Richard Louv, author of “The Nature Principle” and “Last Child in the Woods: Saving Our Children from Nature-Deficit Disorder,” encourages people to drop their digital devices and get outside. Why? Because we are connected to nature and being in nature is beneficial to our physical and mental well-being. Louv is not alone in this belief. He is joined by a chorus of psychologists and researchers from universities in Michigan, Illinois, Minnesota, Texas, and California (to name just a few) who have discovered a link between nature and our health and happiness.


How do we benefit by a stroll along the shoreline or a walk among trees? GPA Consulting picks the top five benefits, according to scientific studies, of a human-nature connection.

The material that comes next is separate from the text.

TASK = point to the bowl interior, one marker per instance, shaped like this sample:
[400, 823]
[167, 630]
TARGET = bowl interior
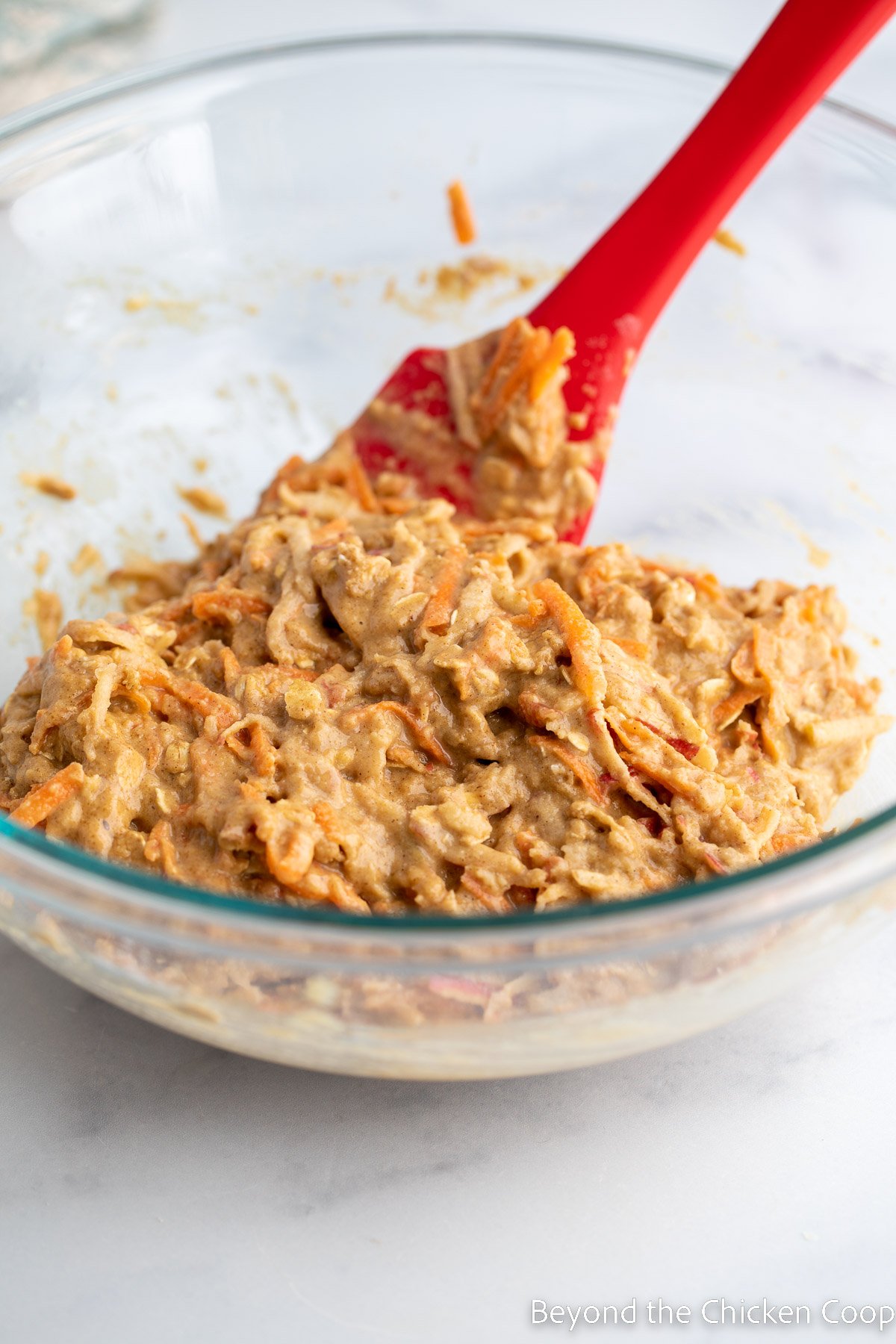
[208, 272]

5 Ways Nature Makes Us Healthier and Happier


1) Nature improves our mood and well-being

“Nature is fuel for the soul,” says Richard Ryan, a professor of psychology at the University of Rochester. “Often when we feel depleted we reach for a cup of coffee, but research suggests a better way to get energized is to connect with nature.” Several studies, including ones published in Mind, Journal of Environmental Psychology, and Psychology Today, and by the University of Minnesota, say that respondents reported a change in mood, from stressed and anxious to calm and balanced after spending some time in nature. Some respondents said they felt more alive.

2) Nature reduces depression, and our stress and anxiety

This goes hand in hand with No. 1. Not only can nature elevate a person’s mood, thereby reducing stress and anxiety, researchers at Stanford University also say that walking in nature could lead to a lower risk of depression. Another study published in the National Academy of Sciences found that a 90-minute walk in a natural area, versus those who walked in a high-traffic urban area, had decreased activity in a region of the brain associated with depression.

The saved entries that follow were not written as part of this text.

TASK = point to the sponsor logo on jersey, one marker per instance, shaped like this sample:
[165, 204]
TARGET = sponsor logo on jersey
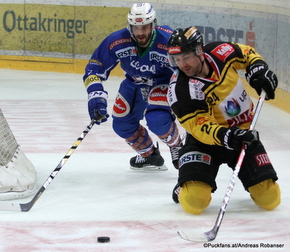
[223, 51]
[194, 157]
[164, 29]
[138, 20]
[95, 61]
[201, 120]
[91, 80]
[119, 42]
[262, 159]
[161, 46]
[143, 68]
[159, 57]
[121, 107]
[158, 95]
[233, 108]
[195, 89]
[240, 119]
[126, 52]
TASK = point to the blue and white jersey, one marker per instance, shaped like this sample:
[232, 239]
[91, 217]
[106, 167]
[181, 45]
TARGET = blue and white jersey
[147, 67]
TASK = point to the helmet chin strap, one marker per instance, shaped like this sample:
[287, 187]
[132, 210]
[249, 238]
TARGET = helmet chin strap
[202, 63]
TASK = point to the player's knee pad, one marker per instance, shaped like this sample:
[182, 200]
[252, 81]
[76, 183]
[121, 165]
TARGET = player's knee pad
[159, 120]
[266, 194]
[195, 196]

3) Increases cognitive function, restores mental clarity

If you’re a fan of “The Big Bang Theory” television series you may have heard this from Dr. Sheldon Cooper, who in one episode tried to improve his mental functioning by walking in a virtual reality forest. And, no, this isn’t just fiction. Research shows a person doesn’t necessarily need to be in the middle of a forest to get the benefits of a natural setting. Viewing nature through a window can also increase cognitive function and mental clarity. Psychologist Dr. Rachel Kaplan found that office workers with a view of nature liked their jobs more, enjoyed better health, and reported greater life satisfaction than those who did not.


4) Nature strengthens our connections to others

Can nature make one a nicer person or a nicer neighbor? Yes, at least according to a study sponsored by the University of Illinois. Researchers at UI found that Chicago residents who lived in public housing with trees and green spaces around their buildings reported a stronger sense of belonging and a greater sense of community. These communities also had a lower crime rate, including less incidents of street violence and domestic abuse.


5) Nature heals the body, reduces pain

Nature works wonders on the body, too. Research shows that time in nature reduces blood pressure, heart rate, muscle tension, and the production of stress hormones. Roger S. Ulrich, director of the Center for Health Systems and Design at Texas A&M University, discovered that patients whose hospital rooms overlooked trees had a faster, easier recovery than those patients whose rooms overlooked brick walls. Patients who had a room with a natural view had fewer medical complications and required less pain medication.